Memuat...
Sejak kecil saya bagaikan hidup di dua muara. Papa dan sanak keluarganya beragama Budha Konghucu. Sedangkan, dari pihak keluarga mama beragama Kristen Protestan. Mama sendiri, miskipun rajin ke gereja, tetapi di KTP-nya beragama Budha Konghucu. Barangkali atau mungkin sebagai istri orang Tionghoa, mama harus ikut agama suami.
Saya sendiri, sejak kelas V SD mulai aktif ikut kebaktian di gereja yang terletak di sekitar Gunung Sahari, Jakarta Pusat. Hal itu saya lakukan karena dorongan mendiang oma (nenek dari pihak mama). Beliau amat khusyu menjalani kehidupannya sebagai seorang Kristen yang saleh. Amat berbeda dengan kehidupan keluarga besar papa. Mereka, meskipun beragama Budha, namun tampak kurang begitu mempedulikan agamanya. Dalam lingkungan kelurga yang seperti itulah, saya dan adik saya, Grace, dibesarkan. Yang mengherankan, adik saya itu sejak kecil tidak pemah mau diajak ke gereja. Bahkan, ia memiliki kitab suci Al-Qur'an terjemahan terbitan Departemen Agama RI. Sebab itulah, is paling dibenci oleh pihak keluarga mama.
Setelah remaja, saya aktif di Gembala Remaja (organisasi remaja gereja) daerah Gunung Sahari. Sebetulnya, itu hanya sekadar untuk mengisi waktu saja, di samping karena ajakan keluarga mama. Kurang lebih 3 tahun saya aktif di organisasi itu. Setiap minggu saya selalu mengikuti Pembacaan Alkitab. Sedangkan, pada selasa sore saya mengikuti Perkabaran Injil, semacam diskusi atau debat tentang berbagai masalah keagamaan.

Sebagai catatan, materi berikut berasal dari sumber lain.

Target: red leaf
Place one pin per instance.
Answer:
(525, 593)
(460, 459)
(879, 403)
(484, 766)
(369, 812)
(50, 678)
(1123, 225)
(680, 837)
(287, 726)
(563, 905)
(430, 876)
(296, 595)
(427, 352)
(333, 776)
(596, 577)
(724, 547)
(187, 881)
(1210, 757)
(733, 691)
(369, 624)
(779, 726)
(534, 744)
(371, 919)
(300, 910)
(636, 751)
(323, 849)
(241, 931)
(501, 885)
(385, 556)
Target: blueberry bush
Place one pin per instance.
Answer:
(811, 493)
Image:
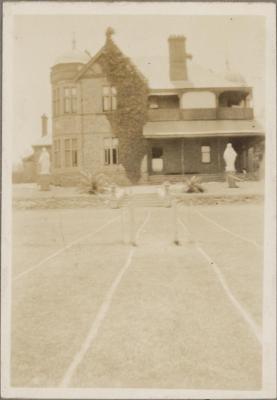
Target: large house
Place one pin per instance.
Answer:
(190, 116)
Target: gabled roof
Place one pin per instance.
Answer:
(156, 70)
(96, 57)
(73, 56)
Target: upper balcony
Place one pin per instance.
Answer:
(196, 105)
(198, 114)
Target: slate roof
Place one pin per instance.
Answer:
(156, 71)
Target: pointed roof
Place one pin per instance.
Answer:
(96, 57)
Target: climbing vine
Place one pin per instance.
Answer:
(128, 119)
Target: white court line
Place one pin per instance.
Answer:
(102, 312)
(58, 252)
(227, 230)
(254, 327)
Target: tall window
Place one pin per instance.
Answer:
(70, 100)
(56, 101)
(205, 154)
(111, 151)
(71, 153)
(109, 98)
(57, 153)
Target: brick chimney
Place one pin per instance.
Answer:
(178, 58)
(44, 123)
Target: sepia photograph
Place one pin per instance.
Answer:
(138, 206)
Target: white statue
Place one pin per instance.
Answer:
(230, 156)
(44, 162)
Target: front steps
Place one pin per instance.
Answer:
(218, 177)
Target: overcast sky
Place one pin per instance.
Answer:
(39, 40)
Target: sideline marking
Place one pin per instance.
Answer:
(100, 316)
(254, 327)
(227, 230)
(63, 249)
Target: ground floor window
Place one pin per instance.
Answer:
(206, 154)
(111, 151)
(71, 154)
(57, 153)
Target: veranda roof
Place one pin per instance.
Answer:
(187, 129)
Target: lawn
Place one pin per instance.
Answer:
(89, 310)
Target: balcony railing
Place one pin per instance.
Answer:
(234, 113)
(194, 114)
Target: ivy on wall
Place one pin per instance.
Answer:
(128, 119)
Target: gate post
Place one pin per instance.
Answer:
(132, 220)
(175, 223)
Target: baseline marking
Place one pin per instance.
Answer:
(227, 230)
(102, 312)
(58, 252)
(254, 327)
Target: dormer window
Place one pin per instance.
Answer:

Karena aktivitas saya itu, pada pertengahan tahun 1989 saya termasuk di antara 10 orang jemaat yang ikut dibaptis. Sebetulnya pada waktu itu saya tidak siap untuk dibaptis, karena sampai sejauh itu hati kecil saya masih belum meyakini kebenaran Kristen. Dalam acara debat yang sering diadakan untuk Gembala Remaja, saya sering menunjukkan beberapa kejanggalan yang saya jumpai dalam Alkitab (Injil). Terutama yang menyangkut kisah dan sejarah.
Meninggalkan Gereja
Seiring dengan hasrat saya untuk mencari kabenaran, maka ketika duduk di kelas II SMP, saya mulai rutin mengikuti pelajaran agama (Islam) di kelas, meskipun guru agama pada waktu itu membebaskan siswa non-muslim untuk tidak mengikutinya. Kebiasaan itu terus saya lanjutkan sampai saya bersekolah di sebuah SMEA swasta di Jakarta Utara. Saya mulai membandingkan beberapa hal antara Islam dan Kristen. Waktu itu, dengan nalar yang masih sederhana saya menyimpulkanbahwa Kristen dan Islam sebagai sesuatu yang "serupa tapi tak sama".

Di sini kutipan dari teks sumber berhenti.